There is an unspoken fear that once we let go of “our culture” we will lose ourselves – we will cease to be a people of Africa and instead become a people of nothing. The colonial master would have won. But is that truly the case? Take wearing waist beads as an example – agonising for a woman to wear and humiliating for her to remove. Their purpose is solely to mould a woman’s body so as to please the man. Their whole meaning is a direct manifestation of the unjust patriarchy that exists in our culture. However, a 21st century woman, who is trying desperately to assert her equality to a man will refuse to remove these beads again in the name of “preserving culture”.

But is it your culture or the culture of your forefathers when they did not know better? It is the culture that they adopted as it was the only life they knew how to live. But now you know better and the times have changed. Change with them. How can one justify culture even if its existence completely obliterates the progression that your Africa is meant to have?

Culture may well be one of the many reasons that Post Colonials tend to have identity crises. One becomes torn between who they want to be and who society has forced them to be. It is what says, “You cannot do this because you are not white,” or “you are African so you must do this”. It is what will blindly dictate your future until you begin to lose your bearings.
Being born of Africa and being of African descent makes you African enough. Letting go of traditions that are detrimental to the progression of society does not make you any less African than your forefathers. It is not some terrible taboo. It simply means that you have grown and learnt from those that came before you.
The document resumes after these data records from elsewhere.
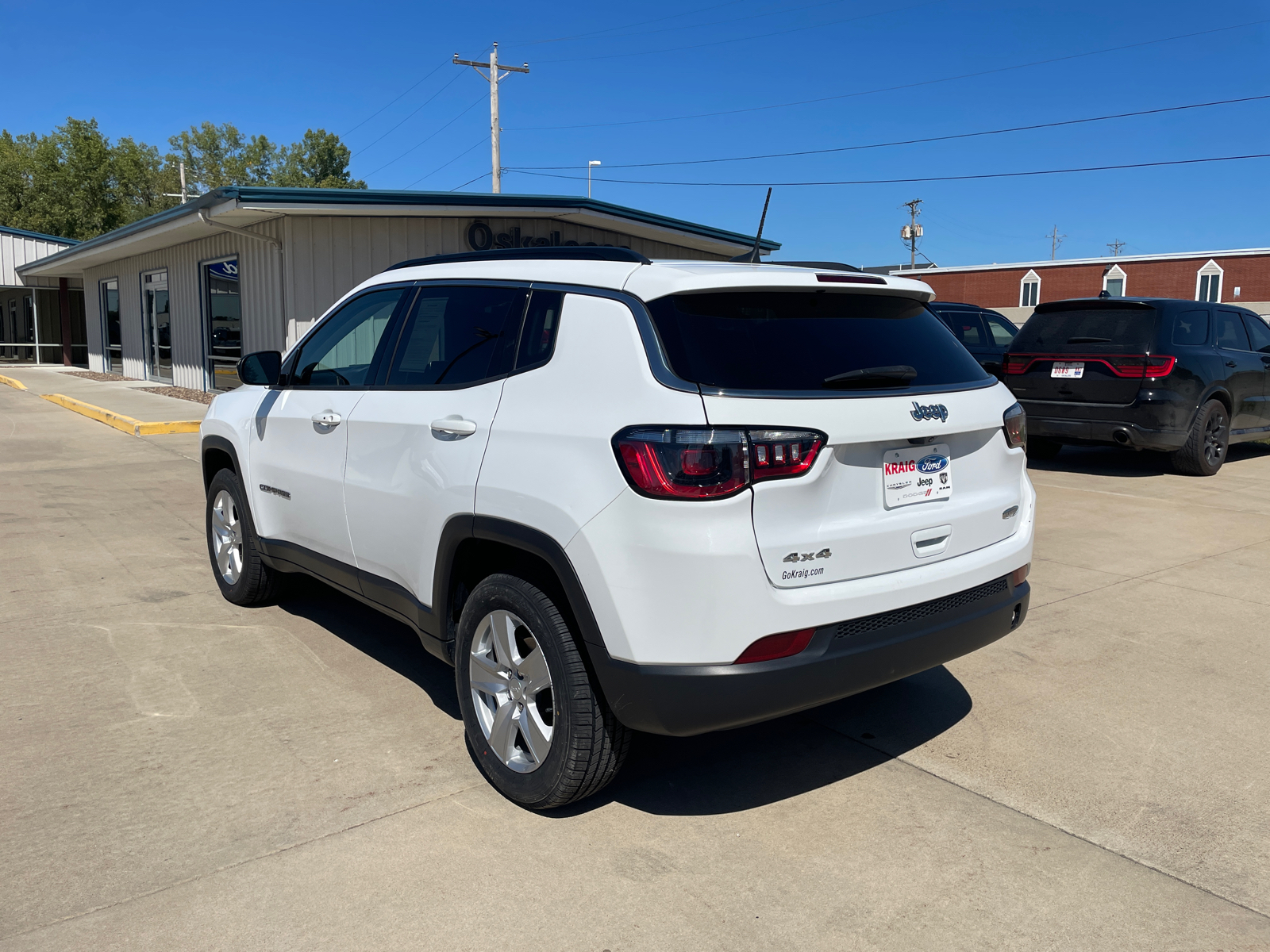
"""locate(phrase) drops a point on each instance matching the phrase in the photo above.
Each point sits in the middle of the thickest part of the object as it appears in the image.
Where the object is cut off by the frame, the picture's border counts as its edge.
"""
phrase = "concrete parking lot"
(182, 774)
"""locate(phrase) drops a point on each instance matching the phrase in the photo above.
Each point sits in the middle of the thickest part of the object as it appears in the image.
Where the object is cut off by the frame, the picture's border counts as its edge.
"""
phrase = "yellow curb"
(127, 424)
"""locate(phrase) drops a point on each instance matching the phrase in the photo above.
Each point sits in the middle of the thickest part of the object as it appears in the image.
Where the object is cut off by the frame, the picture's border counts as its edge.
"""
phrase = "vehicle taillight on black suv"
(695, 463)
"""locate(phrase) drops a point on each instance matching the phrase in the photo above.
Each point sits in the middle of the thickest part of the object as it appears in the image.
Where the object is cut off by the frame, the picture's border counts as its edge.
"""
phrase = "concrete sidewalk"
(184, 774)
(125, 397)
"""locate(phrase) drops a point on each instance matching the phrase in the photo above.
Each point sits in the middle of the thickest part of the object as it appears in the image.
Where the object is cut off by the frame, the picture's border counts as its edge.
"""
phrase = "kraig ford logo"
(933, 463)
(933, 412)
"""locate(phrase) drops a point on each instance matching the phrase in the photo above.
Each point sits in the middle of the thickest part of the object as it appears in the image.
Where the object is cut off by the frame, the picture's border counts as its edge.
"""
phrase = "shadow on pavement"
(1113, 461)
(374, 634)
(749, 767)
(713, 774)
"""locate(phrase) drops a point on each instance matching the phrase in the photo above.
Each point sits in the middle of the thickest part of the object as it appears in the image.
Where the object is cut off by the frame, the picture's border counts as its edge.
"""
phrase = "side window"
(342, 351)
(1259, 333)
(1230, 332)
(1001, 330)
(967, 327)
(457, 336)
(537, 338)
(1191, 328)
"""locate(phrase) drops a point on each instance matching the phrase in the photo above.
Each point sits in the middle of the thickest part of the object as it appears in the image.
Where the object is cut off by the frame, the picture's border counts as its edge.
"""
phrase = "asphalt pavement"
(183, 774)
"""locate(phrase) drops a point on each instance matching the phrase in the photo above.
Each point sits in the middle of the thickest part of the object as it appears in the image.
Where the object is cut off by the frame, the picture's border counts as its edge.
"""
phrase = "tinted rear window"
(1087, 330)
(793, 340)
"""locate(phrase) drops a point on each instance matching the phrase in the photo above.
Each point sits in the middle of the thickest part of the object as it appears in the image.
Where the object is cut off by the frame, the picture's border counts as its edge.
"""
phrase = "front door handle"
(454, 425)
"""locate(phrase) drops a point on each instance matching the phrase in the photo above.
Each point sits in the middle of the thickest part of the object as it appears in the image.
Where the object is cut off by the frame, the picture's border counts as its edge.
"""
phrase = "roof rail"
(579, 253)
(817, 266)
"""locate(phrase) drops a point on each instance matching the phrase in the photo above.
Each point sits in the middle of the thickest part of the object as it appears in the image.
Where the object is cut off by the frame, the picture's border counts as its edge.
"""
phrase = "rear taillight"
(694, 463)
(1015, 423)
(1121, 365)
(768, 649)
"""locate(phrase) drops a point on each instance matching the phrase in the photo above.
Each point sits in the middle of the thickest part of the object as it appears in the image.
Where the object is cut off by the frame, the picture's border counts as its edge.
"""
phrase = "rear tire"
(1041, 448)
(233, 545)
(537, 729)
(1206, 444)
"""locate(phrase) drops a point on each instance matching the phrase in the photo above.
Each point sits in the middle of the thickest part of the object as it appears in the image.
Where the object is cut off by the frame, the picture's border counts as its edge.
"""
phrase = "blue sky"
(279, 69)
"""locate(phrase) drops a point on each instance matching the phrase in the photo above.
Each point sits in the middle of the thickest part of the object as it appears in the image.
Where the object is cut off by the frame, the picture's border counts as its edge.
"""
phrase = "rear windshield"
(794, 340)
(1087, 330)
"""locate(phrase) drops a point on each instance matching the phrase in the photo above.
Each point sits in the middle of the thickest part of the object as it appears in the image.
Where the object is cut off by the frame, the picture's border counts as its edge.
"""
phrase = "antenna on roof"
(753, 255)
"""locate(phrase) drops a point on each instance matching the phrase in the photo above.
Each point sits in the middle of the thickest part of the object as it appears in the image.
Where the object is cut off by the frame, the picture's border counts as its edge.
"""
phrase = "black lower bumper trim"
(686, 700)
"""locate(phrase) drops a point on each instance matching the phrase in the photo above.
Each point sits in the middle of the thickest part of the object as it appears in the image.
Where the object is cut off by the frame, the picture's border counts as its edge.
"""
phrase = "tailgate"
(849, 518)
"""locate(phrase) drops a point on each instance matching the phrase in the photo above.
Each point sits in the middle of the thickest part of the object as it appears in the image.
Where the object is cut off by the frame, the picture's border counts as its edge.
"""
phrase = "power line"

Anything that is not growing is dying. Remember that.

African renaissance lies in a cultural revolution. But this does not mean unearthing the past to try and fit together fragmented histories. It simply means defining your own way of life by the way that you actually want to. Make it distinctly yours. Because if one truly believes that the key to our freedom lies in the ghosts of yesterday then we might as well “unlearn” all the things that we know today.

Disallow society from forcing you to be a certain way because you are “African”. There is no such thing as a generic “African”. Out of 54 countries, one billion people and millions of other tribes – it would be a gross representation of the peoples of our continent to label them all under the same term.

Africa is my home – not my tradition.

My name is Tapiwa Gambura and I am a proud 15 year old Africanist.